Бывали черные бури и раньше. Сызмальства помнит их Лукия, выросшая в этих степях, но сейчас стихийные бедствия участились, бури идут неслыханной силы. «Откуда они? — порой невольно возникает мысль. — Не отзвук ли это атомных ураганов, загадочных тайфунов, берущих начало где-то там, над Тихим океаном, в тех атмосферных ямах, где от бомб выгорел воздух?»
Машина мчится краем степи, во всю ширь видны морской залив и крейсер, скалой возвышающийся в ослепительной дали.

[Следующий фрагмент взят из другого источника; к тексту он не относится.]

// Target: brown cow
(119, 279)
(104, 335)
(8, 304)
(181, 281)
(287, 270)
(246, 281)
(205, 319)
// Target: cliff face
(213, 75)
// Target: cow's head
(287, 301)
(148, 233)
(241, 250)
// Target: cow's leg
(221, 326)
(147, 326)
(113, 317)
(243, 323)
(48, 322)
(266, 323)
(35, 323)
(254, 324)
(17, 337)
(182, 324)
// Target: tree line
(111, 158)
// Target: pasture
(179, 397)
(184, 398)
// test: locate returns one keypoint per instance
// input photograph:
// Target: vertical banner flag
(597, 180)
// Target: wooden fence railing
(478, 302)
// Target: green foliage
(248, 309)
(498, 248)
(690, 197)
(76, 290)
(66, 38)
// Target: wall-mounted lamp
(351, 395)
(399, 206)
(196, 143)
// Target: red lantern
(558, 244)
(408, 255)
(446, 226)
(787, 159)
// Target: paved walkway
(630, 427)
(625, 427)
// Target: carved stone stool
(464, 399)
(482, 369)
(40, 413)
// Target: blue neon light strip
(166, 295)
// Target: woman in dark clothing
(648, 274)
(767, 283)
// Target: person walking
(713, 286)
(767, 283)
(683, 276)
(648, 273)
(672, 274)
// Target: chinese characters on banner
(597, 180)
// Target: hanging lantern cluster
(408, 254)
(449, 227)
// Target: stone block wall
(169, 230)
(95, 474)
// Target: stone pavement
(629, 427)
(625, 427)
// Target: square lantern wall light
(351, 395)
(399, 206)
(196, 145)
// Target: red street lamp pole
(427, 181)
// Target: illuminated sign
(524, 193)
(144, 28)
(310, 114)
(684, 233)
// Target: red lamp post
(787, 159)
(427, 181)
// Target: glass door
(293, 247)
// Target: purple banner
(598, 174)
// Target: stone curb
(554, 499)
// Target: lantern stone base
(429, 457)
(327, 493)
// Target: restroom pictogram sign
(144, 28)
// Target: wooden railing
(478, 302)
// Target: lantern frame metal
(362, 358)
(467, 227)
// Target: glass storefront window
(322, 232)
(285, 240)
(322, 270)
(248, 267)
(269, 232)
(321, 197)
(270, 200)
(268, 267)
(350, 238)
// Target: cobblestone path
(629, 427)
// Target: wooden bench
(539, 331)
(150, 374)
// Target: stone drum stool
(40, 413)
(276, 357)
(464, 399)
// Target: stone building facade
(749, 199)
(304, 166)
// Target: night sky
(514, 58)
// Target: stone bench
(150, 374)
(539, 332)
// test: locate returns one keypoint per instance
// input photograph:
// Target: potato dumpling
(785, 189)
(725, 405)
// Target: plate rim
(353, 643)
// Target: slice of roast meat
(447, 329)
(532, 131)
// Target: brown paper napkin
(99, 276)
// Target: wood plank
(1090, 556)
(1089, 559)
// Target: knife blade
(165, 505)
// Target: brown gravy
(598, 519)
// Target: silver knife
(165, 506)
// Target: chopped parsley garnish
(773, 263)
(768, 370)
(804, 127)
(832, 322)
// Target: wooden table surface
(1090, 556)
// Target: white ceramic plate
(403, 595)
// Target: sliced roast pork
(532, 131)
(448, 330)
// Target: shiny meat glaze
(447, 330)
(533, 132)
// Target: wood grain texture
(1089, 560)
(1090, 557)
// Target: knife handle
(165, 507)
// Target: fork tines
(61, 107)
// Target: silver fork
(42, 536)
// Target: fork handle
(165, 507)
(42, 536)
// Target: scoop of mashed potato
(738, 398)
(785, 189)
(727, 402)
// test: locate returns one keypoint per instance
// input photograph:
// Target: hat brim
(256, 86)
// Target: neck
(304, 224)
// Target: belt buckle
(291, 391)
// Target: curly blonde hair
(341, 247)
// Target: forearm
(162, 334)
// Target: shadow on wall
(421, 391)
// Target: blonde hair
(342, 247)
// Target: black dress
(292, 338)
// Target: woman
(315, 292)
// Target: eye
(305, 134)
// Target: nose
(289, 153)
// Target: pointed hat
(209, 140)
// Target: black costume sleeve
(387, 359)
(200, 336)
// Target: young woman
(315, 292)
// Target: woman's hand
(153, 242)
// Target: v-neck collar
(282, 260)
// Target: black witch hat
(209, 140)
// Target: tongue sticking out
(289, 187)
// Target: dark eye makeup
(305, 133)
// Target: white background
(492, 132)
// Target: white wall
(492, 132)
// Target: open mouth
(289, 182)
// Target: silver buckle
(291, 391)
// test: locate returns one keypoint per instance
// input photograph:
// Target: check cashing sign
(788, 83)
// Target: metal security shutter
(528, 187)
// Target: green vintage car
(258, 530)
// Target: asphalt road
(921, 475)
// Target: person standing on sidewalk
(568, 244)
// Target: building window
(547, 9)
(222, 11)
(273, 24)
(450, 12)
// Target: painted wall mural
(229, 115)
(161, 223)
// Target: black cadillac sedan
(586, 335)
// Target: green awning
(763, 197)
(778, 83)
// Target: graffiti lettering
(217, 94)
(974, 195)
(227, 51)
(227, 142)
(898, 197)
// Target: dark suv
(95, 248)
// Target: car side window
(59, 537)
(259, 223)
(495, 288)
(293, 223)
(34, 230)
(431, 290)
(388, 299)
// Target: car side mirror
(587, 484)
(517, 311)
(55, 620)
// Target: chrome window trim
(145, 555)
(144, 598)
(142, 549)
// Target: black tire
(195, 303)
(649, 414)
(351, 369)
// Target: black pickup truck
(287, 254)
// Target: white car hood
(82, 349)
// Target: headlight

Слыхала она, что совхозные сорвиголовы уже донага раздели это списанное судно, ходят туда рубить свинец для грузил да раздобывать всякую всячину, слыхала, что и ее Виталик уже успел там с трактористами побывать, хотя про свои походы не сказал матери ни слова, совсем случайно узнала она об этом. Последнее время сын вообще словно бы отдаляется от нее, и Лукия замечает, как постепенно утрачивает свою материнскую власть над ним. Для нее становится неуловимым то, чем сын живет, что думает, что замышляет, все это каждый раз как-то выскальзывает из-под ее контроля. Может, и вправду она уже не в силах дальше его удерживать, нужны мужской опыт, отцовская рука… Многим Виталик тревожит ее, тревожит все острее, потому что нет для нее на свете никого дороже, чем он, ее нежный, тихий, душевный Виталик. Когда получила извещение о гибели мужа, сама себе поклялась: «Для сына буду жить. Для него, для него… Сама воспитаю, сама выведу в люди, как бы тяжело ни пришлось!» Не столько для себя жила все эти годы, сколько для него; он был окружен ее лаской, любовью, он рос в атмосфере любви. Так быстро вырос! Еще словно бы вчера мастерил модели игрушечных кораблей, детекторный приемник собирал, а теперь вот уже десятый класс заканчивает и антенны такие для телевизора ставит, что только неприятности из-за них, майор Яцуба даже в район нажаловался, а Лукия с досады, может, и слишком круто с сыном обошлась — наложила запрет на телевизор до конца учебы. Неугомонный хлопец… В позапрошлом году, еще совсем подростком, подвозил летом воду трактористам, а чтобы веселее было, на бочке написал мазутом: ТУ-104. И до сих пор как только увидит Лукия эту бочку, так и улыбнется.